Después de tantos besos, ese fue probablemente el más bonito de todos. El beso que no quería dar, no debía, no podía. Pero lo hice.
Sí, tenía muchas ganas. Podría sonar egoísta, pero no quería verle sufrir, y no sé si esa fue la mejor manera. Huelga decir que no estaba muy lúcida, una de las combinaciones explosivas de Juan fue a parar a mi torrente sanguíneo, trastornándome la coordinación y el habla, nublando mi vista y mis ideas.
Pero allí estábamos, y besaba muy bien. Era muy dulce, en ese roce, en su forma de estrecharme, sentí todo el amor que llevaba meses diciendo profesarme..., con sus cartas de amor, sus mensajes de buenos días, su paciencia y buen humor.
No lo sentí, creí sentirlo.
¿Y luego? me dije que lo intentaría. Haría el esfuerzo por los dos. Y cometí el error de no decírselo.
Una semana más tarde, no me hablaba al verme conectada. Diez días después, no respondía a mis mensajes.

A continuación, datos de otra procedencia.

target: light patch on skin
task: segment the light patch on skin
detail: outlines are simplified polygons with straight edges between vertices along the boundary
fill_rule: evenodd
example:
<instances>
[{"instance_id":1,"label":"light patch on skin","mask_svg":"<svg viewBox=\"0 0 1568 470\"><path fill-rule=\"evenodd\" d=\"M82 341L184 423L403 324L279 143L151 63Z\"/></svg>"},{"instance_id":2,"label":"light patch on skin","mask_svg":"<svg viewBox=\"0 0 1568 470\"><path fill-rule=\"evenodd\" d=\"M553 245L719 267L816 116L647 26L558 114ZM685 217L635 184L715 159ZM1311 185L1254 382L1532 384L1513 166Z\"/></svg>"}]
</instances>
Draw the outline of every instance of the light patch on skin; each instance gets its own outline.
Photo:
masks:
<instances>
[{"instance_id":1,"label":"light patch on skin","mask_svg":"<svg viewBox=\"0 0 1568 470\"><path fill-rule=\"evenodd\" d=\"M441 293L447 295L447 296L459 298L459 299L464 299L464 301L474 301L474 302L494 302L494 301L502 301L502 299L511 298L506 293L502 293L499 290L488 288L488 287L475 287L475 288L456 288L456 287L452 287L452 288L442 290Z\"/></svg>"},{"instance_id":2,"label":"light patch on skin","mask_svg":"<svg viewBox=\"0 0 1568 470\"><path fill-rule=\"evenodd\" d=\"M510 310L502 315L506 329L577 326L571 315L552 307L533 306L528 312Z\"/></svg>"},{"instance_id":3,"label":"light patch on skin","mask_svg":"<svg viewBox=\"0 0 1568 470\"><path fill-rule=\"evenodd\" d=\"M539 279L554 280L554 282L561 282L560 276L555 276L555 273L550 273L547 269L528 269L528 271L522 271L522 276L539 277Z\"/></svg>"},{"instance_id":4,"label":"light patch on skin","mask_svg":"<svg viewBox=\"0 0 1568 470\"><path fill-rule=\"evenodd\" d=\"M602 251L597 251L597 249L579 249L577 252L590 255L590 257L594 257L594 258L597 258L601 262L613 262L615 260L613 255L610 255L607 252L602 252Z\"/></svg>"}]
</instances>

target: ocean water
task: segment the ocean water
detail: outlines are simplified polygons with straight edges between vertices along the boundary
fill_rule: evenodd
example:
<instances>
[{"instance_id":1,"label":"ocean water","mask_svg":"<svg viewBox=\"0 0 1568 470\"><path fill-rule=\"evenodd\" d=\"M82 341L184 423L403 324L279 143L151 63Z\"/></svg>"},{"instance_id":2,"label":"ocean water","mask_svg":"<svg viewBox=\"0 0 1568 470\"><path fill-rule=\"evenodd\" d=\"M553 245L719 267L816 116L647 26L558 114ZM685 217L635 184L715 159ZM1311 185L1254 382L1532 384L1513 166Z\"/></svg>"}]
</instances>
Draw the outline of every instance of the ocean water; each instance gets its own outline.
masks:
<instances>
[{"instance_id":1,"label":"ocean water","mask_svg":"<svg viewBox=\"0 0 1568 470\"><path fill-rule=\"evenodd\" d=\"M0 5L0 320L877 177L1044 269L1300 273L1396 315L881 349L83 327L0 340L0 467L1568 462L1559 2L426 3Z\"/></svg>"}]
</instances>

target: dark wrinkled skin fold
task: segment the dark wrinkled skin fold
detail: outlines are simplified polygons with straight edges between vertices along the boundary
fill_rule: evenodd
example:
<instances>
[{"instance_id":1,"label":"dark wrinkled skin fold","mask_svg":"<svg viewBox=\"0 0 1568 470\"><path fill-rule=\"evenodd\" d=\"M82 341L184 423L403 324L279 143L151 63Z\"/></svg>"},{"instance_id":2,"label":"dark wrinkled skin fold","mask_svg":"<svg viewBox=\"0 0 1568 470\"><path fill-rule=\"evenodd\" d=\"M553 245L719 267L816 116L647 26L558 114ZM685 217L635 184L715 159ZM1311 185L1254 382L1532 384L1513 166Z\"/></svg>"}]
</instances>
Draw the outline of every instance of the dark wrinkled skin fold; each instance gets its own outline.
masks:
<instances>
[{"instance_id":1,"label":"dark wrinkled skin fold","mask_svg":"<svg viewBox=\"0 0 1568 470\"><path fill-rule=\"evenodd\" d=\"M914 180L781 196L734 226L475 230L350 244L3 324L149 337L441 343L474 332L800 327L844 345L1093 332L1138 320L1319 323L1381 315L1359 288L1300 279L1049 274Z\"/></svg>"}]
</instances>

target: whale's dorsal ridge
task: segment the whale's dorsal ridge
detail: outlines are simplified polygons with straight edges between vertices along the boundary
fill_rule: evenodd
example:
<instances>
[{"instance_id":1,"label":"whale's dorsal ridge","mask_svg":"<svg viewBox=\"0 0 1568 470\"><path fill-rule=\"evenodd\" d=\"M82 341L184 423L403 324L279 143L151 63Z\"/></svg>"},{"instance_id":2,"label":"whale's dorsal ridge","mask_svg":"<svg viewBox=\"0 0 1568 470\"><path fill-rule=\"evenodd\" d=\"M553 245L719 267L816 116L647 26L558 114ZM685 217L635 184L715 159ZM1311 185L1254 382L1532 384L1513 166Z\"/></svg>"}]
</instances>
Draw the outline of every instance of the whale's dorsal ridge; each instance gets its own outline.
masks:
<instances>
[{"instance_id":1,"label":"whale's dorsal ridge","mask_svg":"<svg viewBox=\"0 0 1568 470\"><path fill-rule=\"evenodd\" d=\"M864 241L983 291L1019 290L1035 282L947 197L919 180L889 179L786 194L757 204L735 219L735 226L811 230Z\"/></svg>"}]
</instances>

Tres semanas más tarde, salía con una chica que, como es obvio, no era yo.
¿Por qué me sentí tan herida y decepcionada? El golpe fue un duro mazazo a mi confianza, a mi cariño. Las lágrimas, calientes y feas, amenazaron con derramarse por mi párpado inferior pero yo no las dejé emprender su viaje. No, al fin y al cabo, ¿cómo iba yo a llorar por alguien a quien nunca había amado?
Así que me obligué a pasar página. Me obligué a ser algo más inteligente.
Me obligué a recordarlo siempre, para la próxima vez...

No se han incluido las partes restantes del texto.